Lewis, though, agreed that now was the time for state and city leaders to think about how to preserve lakes like Clinton.

“It has been the mantra of engineers like myself that these lakes were only built for a certain life span, so it is not a surprise that sedimentation is happening,” Lewis said. “But when we started looking at this, it is obvious that Kansas is going to be around a lot longer than a hundred years. And it is clear that there isn’t going to be any easy way to get water.

“So we can’t just give up on Clinton Lake because it reaches its design life. We have to treat these lakes like infrastructure. They’re permanent facilities that we’re going to have to maintain as part of our water system.”

‘Fill ‘er up’: Fixing silt-filled lakes

¢ According to a 1991 Corps of Engineers survey, Clinton Lake is losing about 296 acre-feet of water storage space per year because of silt flowing into the lake.
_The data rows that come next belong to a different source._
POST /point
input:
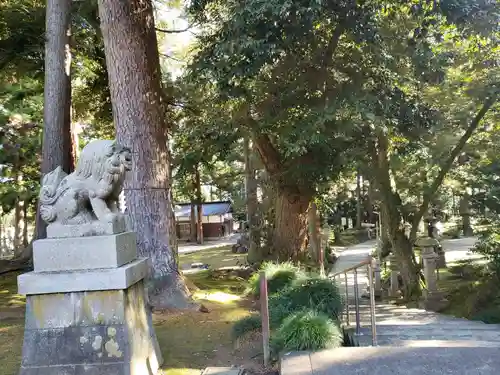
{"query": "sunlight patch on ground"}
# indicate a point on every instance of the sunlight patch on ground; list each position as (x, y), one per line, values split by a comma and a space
(220, 297)
(180, 371)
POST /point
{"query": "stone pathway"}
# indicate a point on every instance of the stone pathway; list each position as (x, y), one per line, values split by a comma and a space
(410, 341)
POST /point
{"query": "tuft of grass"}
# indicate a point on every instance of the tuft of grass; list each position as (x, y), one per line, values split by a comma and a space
(246, 325)
(278, 275)
(307, 330)
(315, 293)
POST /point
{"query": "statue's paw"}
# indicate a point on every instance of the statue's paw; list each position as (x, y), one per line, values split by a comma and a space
(111, 217)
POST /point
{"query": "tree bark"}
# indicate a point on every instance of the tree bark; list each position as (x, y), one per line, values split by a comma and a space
(56, 145)
(140, 118)
(290, 228)
(193, 228)
(25, 223)
(199, 206)
(359, 203)
(254, 254)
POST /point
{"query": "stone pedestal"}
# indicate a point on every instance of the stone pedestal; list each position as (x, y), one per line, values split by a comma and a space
(86, 309)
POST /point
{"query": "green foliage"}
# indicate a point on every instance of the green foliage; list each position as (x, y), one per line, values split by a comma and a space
(489, 316)
(307, 330)
(278, 275)
(488, 246)
(245, 325)
(319, 294)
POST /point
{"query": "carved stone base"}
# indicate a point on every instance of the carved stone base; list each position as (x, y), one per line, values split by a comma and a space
(96, 228)
(90, 333)
(434, 301)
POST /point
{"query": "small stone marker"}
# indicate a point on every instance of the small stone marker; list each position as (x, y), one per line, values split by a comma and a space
(85, 300)
(223, 371)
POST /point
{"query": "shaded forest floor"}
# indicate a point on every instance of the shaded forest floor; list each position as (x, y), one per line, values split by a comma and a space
(189, 340)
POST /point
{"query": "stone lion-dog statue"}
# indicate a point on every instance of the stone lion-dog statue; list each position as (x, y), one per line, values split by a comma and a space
(90, 194)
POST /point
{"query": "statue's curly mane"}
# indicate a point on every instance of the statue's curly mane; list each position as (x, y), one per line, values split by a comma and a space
(93, 161)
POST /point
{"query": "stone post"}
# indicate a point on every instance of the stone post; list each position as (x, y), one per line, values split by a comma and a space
(86, 306)
(433, 299)
(394, 286)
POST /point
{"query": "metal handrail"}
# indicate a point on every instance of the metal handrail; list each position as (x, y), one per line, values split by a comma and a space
(369, 263)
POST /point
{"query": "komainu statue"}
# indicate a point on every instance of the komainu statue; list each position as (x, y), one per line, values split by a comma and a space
(90, 194)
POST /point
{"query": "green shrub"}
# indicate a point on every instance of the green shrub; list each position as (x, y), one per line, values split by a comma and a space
(489, 316)
(245, 325)
(306, 330)
(319, 294)
(279, 276)
(348, 339)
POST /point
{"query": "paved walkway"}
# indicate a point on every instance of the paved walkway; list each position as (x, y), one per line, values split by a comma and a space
(410, 341)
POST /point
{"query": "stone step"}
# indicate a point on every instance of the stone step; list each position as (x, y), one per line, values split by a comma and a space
(392, 360)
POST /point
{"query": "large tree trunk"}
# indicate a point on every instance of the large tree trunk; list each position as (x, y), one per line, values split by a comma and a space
(359, 203)
(140, 118)
(401, 245)
(57, 145)
(254, 253)
(290, 228)
(25, 223)
(193, 228)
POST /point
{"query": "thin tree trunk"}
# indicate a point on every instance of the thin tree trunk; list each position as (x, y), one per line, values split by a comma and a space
(314, 233)
(139, 115)
(359, 203)
(18, 210)
(25, 224)
(199, 206)
(370, 203)
(446, 166)
(254, 254)
(56, 146)
(391, 217)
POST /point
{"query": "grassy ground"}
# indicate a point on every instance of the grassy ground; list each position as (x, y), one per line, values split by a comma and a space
(189, 340)
(216, 258)
(472, 294)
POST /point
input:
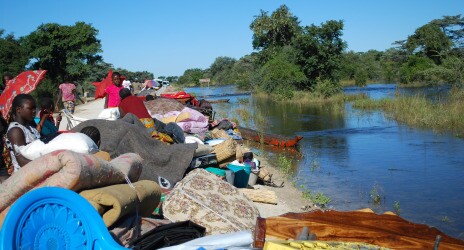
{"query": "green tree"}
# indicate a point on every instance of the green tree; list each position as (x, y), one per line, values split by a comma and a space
(13, 59)
(243, 71)
(275, 30)
(280, 77)
(319, 52)
(191, 77)
(413, 70)
(64, 51)
(431, 41)
(221, 70)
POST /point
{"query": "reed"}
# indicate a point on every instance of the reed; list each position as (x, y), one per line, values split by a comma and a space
(418, 111)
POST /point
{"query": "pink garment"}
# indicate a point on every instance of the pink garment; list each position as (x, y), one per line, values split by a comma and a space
(113, 95)
(68, 92)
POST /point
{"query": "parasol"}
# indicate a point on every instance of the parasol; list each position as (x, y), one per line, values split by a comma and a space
(23, 83)
(101, 86)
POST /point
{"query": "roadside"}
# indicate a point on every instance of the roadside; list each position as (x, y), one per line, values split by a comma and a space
(290, 199)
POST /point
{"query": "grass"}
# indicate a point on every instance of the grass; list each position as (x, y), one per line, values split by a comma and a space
(396, 207)
(418, 111)
(375, 196)
(284, 164)
(317, 198)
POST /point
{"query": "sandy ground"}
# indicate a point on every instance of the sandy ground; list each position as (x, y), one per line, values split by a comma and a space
(290, 199)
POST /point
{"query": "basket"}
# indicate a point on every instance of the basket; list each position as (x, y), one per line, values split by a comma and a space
(225, 150)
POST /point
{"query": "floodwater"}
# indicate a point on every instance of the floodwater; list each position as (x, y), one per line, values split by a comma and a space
(353, 156)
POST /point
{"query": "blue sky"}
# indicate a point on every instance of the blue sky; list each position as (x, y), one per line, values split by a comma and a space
(168, 37)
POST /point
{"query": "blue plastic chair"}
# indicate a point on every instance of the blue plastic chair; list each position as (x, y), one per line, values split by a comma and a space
(54, 218)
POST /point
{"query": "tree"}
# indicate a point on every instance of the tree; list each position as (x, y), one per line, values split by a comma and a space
(319, 52)
(280, 77)
(13, 59)
(191, 77)
(243, 71)
(453, 27)
(221, 70)
(430, 41)
(276, 30)
(64, 51)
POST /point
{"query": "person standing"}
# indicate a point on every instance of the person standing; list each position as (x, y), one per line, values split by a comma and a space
(68, 96)
(112, 98)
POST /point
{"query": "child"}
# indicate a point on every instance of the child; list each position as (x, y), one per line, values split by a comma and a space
(94, 134)
(49, 125)
(112, 99)
(20, 132)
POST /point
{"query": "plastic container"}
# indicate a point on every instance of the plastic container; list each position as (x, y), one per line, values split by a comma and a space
(253, 178)
(242, 174)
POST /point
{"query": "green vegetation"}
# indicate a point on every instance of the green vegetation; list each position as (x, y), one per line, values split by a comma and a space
(67, 52)
(289, 57)
(317, 198)
(418, 111)
(433, 54)
(284, 164)
(374, 195)
(396, 207)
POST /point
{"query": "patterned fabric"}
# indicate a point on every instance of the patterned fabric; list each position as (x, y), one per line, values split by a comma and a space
(69, 105)
(23, 83)
(67, 90)
(30, 134)
(113, 95)
(190, 120)
(7, 157)
(210, 202)
(68, 169)
(133, 104)
(162, 106)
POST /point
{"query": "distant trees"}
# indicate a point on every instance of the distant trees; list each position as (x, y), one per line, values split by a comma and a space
(67, 52)
(13, 59)
(289, 57)
(434, 53)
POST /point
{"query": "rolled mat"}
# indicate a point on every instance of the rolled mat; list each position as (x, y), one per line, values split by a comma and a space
(225, 150)
(219, 133)
(113, 202)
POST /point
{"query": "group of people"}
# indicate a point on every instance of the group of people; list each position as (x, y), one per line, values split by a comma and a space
(23, 125)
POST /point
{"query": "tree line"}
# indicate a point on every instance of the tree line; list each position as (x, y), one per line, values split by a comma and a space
(289, 57)
(68, 53)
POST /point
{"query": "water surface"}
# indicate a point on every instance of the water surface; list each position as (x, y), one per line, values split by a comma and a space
(349, 155)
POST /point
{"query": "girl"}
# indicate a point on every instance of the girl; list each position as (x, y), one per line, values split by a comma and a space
(112, 99)
(20, 131)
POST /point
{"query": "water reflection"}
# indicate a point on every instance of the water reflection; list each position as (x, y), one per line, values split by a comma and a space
(346, 153)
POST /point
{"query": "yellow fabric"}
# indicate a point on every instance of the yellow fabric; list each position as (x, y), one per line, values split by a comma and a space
(103, 155)
(113, 202)
(183, 116)
(169, 119)
(162, 137)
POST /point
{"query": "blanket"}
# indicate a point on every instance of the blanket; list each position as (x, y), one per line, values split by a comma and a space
(113, 202)
(165, 164)
(67, 169)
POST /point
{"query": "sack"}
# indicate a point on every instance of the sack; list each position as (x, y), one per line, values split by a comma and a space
(207, 200)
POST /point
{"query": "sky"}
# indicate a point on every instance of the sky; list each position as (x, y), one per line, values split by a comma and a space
(171, 36)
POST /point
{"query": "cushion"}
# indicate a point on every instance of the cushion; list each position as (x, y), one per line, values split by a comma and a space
(207, 200)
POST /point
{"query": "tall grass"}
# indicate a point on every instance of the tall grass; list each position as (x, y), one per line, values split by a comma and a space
(418, 111)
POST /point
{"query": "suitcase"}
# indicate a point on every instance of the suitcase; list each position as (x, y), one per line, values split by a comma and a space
(205, 199)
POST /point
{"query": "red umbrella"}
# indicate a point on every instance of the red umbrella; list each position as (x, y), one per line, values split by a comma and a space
(101, 86)
(23, 83)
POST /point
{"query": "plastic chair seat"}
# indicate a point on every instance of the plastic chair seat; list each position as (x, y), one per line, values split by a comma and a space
(54, 218)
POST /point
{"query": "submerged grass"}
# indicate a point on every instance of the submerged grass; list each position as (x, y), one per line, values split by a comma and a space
(418, 111)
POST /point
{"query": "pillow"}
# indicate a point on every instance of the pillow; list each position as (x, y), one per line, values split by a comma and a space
(109, 114)
(76, 142)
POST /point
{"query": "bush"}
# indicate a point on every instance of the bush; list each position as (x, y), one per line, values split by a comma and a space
(279, 77)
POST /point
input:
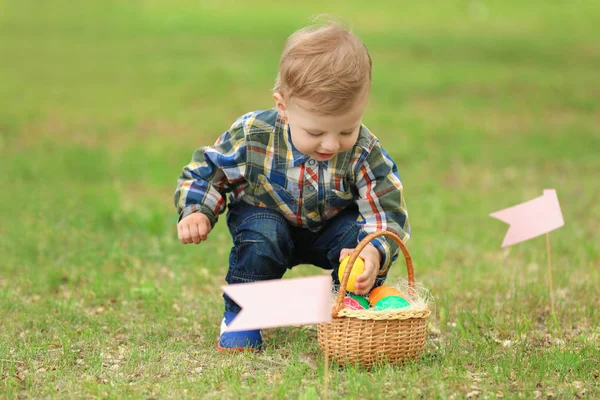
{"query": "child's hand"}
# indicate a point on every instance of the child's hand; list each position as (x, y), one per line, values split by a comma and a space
(372, 258)
(194, 228)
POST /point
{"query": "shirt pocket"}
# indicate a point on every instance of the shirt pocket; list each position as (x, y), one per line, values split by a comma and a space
(272, 195)
(339, 199)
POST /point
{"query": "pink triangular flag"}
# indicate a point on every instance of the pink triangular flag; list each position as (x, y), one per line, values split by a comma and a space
(281, 302)
(532, 218)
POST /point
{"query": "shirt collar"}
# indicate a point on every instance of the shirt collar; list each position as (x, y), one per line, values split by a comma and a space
(297, 156)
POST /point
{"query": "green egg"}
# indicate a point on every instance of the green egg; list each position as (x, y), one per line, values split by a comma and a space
(363, 302)
(391, 303)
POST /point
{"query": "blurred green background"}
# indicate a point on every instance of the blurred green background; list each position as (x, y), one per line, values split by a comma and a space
(483, 104)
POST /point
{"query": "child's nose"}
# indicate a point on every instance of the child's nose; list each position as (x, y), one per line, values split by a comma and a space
(330, 146)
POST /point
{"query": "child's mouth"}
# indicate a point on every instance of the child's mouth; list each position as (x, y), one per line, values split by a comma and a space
(325, 155)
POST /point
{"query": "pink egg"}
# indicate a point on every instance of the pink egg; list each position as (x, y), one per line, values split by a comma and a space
(352, 304)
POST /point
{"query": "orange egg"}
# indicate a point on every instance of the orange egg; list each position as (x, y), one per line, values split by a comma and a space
(382, 291)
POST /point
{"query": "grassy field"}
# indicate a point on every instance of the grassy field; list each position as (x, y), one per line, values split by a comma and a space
(482, 105)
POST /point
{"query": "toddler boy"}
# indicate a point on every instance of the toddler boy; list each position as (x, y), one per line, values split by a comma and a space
(306, 180)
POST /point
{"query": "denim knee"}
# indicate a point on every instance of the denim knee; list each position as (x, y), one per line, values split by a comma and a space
(262, 245)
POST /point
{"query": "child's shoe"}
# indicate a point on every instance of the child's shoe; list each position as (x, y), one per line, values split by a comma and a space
(241, 340)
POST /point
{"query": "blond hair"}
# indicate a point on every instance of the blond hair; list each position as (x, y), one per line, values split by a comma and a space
(325, 65)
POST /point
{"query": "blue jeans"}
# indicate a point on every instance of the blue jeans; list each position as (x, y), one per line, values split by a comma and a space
(265, 245)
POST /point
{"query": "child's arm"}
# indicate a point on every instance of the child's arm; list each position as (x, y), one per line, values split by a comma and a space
(201, 191)
(381, 203)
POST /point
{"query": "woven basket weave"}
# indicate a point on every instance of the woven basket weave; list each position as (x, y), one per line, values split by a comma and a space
(367, 337)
To put that in perspective, that would be a one-foot-deep pile of dirt roughly the size of 200 football fields.

¢ Water drains into Clinton Lake from a 367-square-mile area that stretches across parts of Douglas, Shawnee, Osage and Wabaunsee counties. A group called WRAPS – Watershed Restoration And Protection Strategy – has formed to work with governments and landowners in the watershed on ways to slow the rate at which silt flows into the lake.

¢ Clinton Lake has only a moderate silt problem compared with other Kansas lakes. Officials with the Kansas Water Office said the most serious sedimentation problem was at John Redmond Reservoir in Coffey County. Officials plan to raise the water level of that lake by about two and a half feet to provide greater water storage capability for the nearby Wolf Creek Nuclear Power Plant, which uses the water to cool its reactors. The raising of the lake is expected to cost about $2 million.

Schauner said he was not sure what that plan should be, but that a small user fee for water customers should be discussed. The fee could be as small as a few cents per month, he said, that could gather interest over the course of the next several years.

Statewide solution

Schauner said any solution should have a statewide component. That’s because sedimentation is occurring across the state in reservoirs such as Perry, Milford and Tuttle Creek.

The state currently is setting aside some money for future water issues. Cities and other water utilities for years have paid the state a fee of 3 cents per thousand gallons in exchange for not paying sales tax on the variety of water distribution supplies – everything from pipe to chemicals – that they purchase.

Historically, all that money has gone straight into the state’s general fund. But new legislation, some of it championed by Rep. Tom Sloan, R-Lawrence, will allow some of that money to be earmarked for future water issues.

Lewis said there was plenty of work the state could do now rather than wait until the lakes need large-scale dredging.

A current focus, he said, is stabilizing stream banks so less dirt and sediment flow into the lakes. He said usually the most effective way to do that was to encourage farmers to plant trees and grasses along stream banks, which often means farmers have to give up valuable farm ground.

It may become necessary for governments to provide landowners with some money to carry out those types of projects, Lewis said.

“It becomes a question of economy,” he said. “Are you going to spend money to reduce sediment coming into the lake, or are you going to spend that money, plus more, to dredge the lake later on?”